With his latest column, a piece that praises the primal visual energy of 300 and disdains the fuddy-duddy critics who are too caught up in the aesthetics of 1970s-era quality to understand the genius of young guys like Zack Snyder and his digital Hollywood brethren, L.A. Times columnist Patrick Goldstein has made me realize something…something that old-school, late-GenX and boomer-aged editors probably need to consider also. Seriously.
In order to hold on to the dwindling readership of Genx and GenY-aged movie nuts who are also video-game and graphic-novel fans (some scholastically-challenged, some not) and to save the established venerated film critics from seeming overly clueless and/or snooty, big-city newspaper editors need to hire pinch-hitting geek film critics to come in and write counterpoint reviews whenever any kind of all-digital, intellectually minimalist film based on a comic book is released.
Boomer-and late-GenX-aged film critics have, as Goldstein writes, “been trained to value realism over fantasy” and are therefore psychologically and physiologic- ally incapable of giving crap-milkshake movies like 300 any kind of fair hearing.
To give narrative simple-dick, whoa-dude, all-digital movies a fair shake, editors need to bring in critics who aren’t so hung up on erudition and literary traditions and plays and other 20th Century art forms, and who are able to approach films like the serious fans who bought $70 million worth of 300 tickets the weekend before last are…guys who can look at a heaving sea of all-digital images and go “wow” with absolute sincerity…guys who realize, as Goldstein writes, “that Hollywood’s mass-audience films are not a literary or an intellectual genre…never have been, never will be…they are built around visuals and emotion.”
The problem with boomer-aged critics (the pathetic saps) is that they’re hung up on the mostly discredited idea that visuals and emotion alone aren’t enough.
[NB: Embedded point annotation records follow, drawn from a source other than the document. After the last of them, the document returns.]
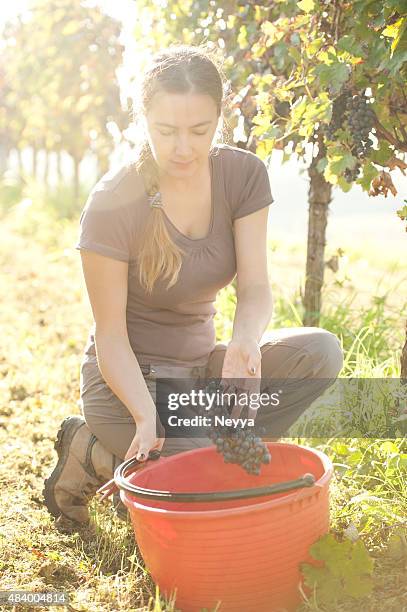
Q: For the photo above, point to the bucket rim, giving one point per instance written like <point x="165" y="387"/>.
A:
<point x="293" y="498"/>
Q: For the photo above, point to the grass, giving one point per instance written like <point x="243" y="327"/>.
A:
<point x="45" y="322"/>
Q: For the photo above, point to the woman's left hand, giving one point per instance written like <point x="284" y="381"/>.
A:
<point x="243" y="362"/>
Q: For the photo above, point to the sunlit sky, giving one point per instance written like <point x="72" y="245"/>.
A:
<point x="123" y="10"/>
<point x="367" y="215"/>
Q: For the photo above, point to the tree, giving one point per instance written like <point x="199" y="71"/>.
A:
<point x="314" y="73"/>
<point x="60" y="71"/>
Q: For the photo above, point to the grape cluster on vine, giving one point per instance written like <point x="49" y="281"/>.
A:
<point x="237" y="444"/>
<point x="353" y="112"/>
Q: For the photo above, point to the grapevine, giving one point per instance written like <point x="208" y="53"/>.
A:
<point x="237" y="444"/>
<point x="354" y="113"/>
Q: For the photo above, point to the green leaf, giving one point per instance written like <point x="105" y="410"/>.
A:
<point x="339" y="162"/>
<point x="349" y="44"/>
<point x="306" y="5"/>
<point x="358" y="586"/>
<point x="369" y="172"/>
<point x="333" y="75"/>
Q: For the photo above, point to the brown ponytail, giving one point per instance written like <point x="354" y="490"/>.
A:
<point x="178" y="69"/>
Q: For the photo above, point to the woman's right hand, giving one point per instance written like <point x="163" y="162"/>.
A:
<point x="146" y="438"/>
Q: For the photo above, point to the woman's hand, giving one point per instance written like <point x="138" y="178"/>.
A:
<point x="243" y="361"/>
<point x="146" y="438"/>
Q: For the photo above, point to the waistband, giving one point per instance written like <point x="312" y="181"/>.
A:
<point x="164" y="370"/>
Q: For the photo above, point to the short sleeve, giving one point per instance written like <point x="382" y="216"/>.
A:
<point x="106" y="226"/>
<point x="252" y="189"/>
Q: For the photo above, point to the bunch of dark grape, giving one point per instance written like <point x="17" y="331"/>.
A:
<point x="237" y="445"/>
<point x="360" y="122"/>
<point x="339" y="107"/>
<point x="354" y="113"/>
<point x="352" y="174"/>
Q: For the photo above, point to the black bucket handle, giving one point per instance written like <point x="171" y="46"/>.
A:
<point x="308" y="480"/>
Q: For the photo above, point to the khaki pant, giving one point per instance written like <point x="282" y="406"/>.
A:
<point x="302" y="353"/>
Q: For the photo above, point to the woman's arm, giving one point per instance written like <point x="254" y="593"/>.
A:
<point x="253" y="313"/>
<point x="254" y="298"/>
<point x="106" y="283"/>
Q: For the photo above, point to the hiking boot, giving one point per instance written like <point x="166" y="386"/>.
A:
<point x="83" y="466"/>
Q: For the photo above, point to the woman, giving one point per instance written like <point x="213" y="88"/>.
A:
<point x="193" y="214"/>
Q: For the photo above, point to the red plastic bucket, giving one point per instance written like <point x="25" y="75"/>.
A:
<point x="244" y="553"/>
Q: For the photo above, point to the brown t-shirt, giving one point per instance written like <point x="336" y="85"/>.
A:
<point x="174" y="325"/>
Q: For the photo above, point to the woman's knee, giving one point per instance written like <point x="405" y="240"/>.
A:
<point x="327" y="353"/>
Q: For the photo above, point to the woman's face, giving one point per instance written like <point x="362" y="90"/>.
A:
<point x="180" y="128"/>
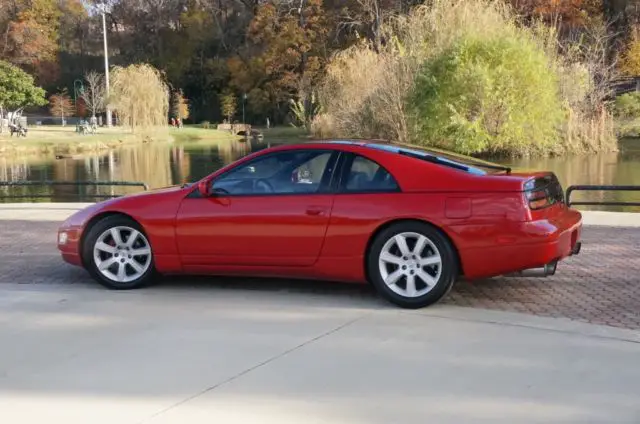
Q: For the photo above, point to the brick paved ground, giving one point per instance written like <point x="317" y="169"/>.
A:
<point x="601" y="285"/>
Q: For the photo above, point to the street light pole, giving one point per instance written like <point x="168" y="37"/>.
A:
<point x="106" y="65"/>
<point x="244" y="97"/>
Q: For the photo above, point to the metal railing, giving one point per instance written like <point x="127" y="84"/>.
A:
<point x="67" y="183"/>
<point x="573" y="188"/>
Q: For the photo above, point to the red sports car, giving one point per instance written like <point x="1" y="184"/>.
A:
<point x="409" y="221"/>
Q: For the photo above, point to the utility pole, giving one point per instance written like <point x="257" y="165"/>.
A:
<point x="106" y="64"/>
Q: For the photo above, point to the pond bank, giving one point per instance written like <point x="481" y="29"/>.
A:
<point x="65" y="141"/>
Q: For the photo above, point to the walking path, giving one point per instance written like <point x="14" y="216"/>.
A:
<point x="203" y="350"/>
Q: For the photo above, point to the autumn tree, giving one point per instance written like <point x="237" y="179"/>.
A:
<point x="140" y="96"/>
<point x="179" y="106"/>
<point x="290" y="57"/>
<point x="61" y="105"/>
<point x="17" y="89"/>
<point x="30" y="36"/>
<point x="94" y="94"/>
<point x="228" y="105"/>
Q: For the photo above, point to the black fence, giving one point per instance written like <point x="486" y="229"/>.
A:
<point x="79" y="184"/>
<point x="573" y="188"/>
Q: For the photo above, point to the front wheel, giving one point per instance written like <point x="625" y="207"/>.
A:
<point x="118" y="254"/>
<point x="412" y="264"/>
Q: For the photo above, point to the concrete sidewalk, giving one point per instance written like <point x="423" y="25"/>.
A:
<point x="180" y="355"/>
<point x="215" y="350"/>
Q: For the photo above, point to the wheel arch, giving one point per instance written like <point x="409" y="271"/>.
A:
<point x="388" y="224"/>
<point x="93" y="221"/>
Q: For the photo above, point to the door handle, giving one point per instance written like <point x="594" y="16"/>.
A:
<point x="316" y="210"/>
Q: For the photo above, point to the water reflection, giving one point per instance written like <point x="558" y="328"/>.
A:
<point x="165" y="164"/>
<point x="622" y="168"/>
<point x="156" y="164"/>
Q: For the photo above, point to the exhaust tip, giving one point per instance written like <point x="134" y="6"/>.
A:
<point x="576" y="248"/>
<point x="550" y="269"/>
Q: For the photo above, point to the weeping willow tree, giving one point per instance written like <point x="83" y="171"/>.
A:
<point x="140" y="96"/>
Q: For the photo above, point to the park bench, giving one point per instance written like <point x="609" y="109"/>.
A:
<point x="85" y="128"/>
<point x="17" y="129"/>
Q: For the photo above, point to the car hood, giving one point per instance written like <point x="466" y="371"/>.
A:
<point x="82" y="216"/>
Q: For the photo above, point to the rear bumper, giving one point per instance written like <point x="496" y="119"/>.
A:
<point x="528" y="245"/>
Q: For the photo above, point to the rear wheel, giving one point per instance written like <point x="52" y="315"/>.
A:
<point x="118" y="254"/>
<point x="412" y="264"/>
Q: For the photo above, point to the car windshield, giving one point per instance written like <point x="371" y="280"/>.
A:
<point x="461" y="162"/>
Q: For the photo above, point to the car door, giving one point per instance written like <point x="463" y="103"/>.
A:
<point x="273" y="210"/>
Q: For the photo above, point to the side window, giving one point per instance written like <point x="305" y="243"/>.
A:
<point x="367" y="176"/>
<point x="279" y="173"/>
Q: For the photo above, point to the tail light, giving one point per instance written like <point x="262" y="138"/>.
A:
<point x="542" y="192"/>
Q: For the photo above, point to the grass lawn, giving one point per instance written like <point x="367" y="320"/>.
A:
<point x="64" y="140"/>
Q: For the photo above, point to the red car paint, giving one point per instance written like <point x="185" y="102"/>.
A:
<point x="325" y="236"/>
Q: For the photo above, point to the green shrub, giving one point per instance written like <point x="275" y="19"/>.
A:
<point x="628" y="105"/>
<point x="495" y="95"/>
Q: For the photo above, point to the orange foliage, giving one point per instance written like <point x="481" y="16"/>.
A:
<point x="569" y="12"/>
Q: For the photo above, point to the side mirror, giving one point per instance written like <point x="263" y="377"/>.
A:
<point x="203" y="188"/>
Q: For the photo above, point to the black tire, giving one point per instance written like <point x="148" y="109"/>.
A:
<point x="447" y="274"/>
<point x="89" y="261"/>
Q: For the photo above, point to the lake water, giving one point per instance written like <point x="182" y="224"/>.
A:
<point x="165" y="164"/>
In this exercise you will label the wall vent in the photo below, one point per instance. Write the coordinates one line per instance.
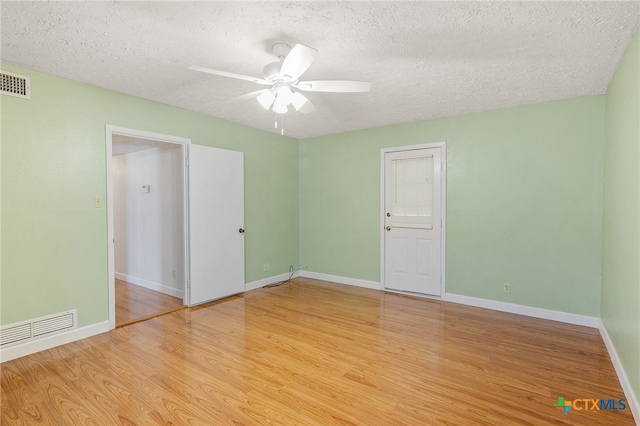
(24, 331)
(15, 85)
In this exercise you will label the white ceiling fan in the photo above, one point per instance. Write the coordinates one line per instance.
(283, 77)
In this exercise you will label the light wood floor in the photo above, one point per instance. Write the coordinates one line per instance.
(135, 303)
(318, 353)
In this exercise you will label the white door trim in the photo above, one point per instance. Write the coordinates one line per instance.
(115, 130)
(443, 149)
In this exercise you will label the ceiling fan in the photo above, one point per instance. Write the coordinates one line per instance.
(283, 77)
Most of them feel that some kind of ruthlessness or fierce personal vision or comprehen- sive intensity — some kind of audacity or brashness, or a spiritual belief system that’s about something besides the fact that the bad guys are really bad and that the good guys are pure of heart and noble of spirit — is also necessary. I know that the older guys can’t seem to get with the program, and I don’t know what to do about it. Maybe they need to be taken out behind the barn and shot?
Other fields of criticism require different writers for different experiences. Sometime between the late 1960s and early ’70s it dawned upon editors that critics who were used to the worlds of opera and theatre and world-class orchestral concerts weren’t the right guys to review the latest Rolling Stones album or to trek down to CBGB’s and listen to some new band. You have to get writers who are part of what’s going on in order to write well about what’s going on.
Seriously — I don’t think for a second that mainstream over-40 critics were being the least bit clueless or crabby when it came to zotzing 300. They’re merely applying minimal standards of art, taste (which always comes, in the words of Francois Truffaut, “from a thousand distastes”) and narrative refinement to an aesthetically downgraded digi-world, however archiac and analog such judgements might seem to guys like Goldstein.
(I refuse to believe that Goldstein, a very sharp guy, is really and truly embracing the Snyders of the world. I think he’s equating big earnings with cultural-political significance on some level and is looking to somehow jump on the bandwagon. I know that he knows better. That or he enjoys pissing people off.)
Movies are great — they’re my life, my love, my religion — but let’s face the bitter facts. More and more movies like 300 are going to get made in the coming years (a lot of them), and more and more guys like Zack Snyder (and their allies) are going to take positions of power in this town. Slowly, steadily, movie culture as many of us have known it is being usurped and weakened, and is sliding into the swamp. The world is devolving. Movies may have peaked with Mark Lester‘s Truck Stop Women, or maybe, just maybe, the best is yet to come…but I doubt it.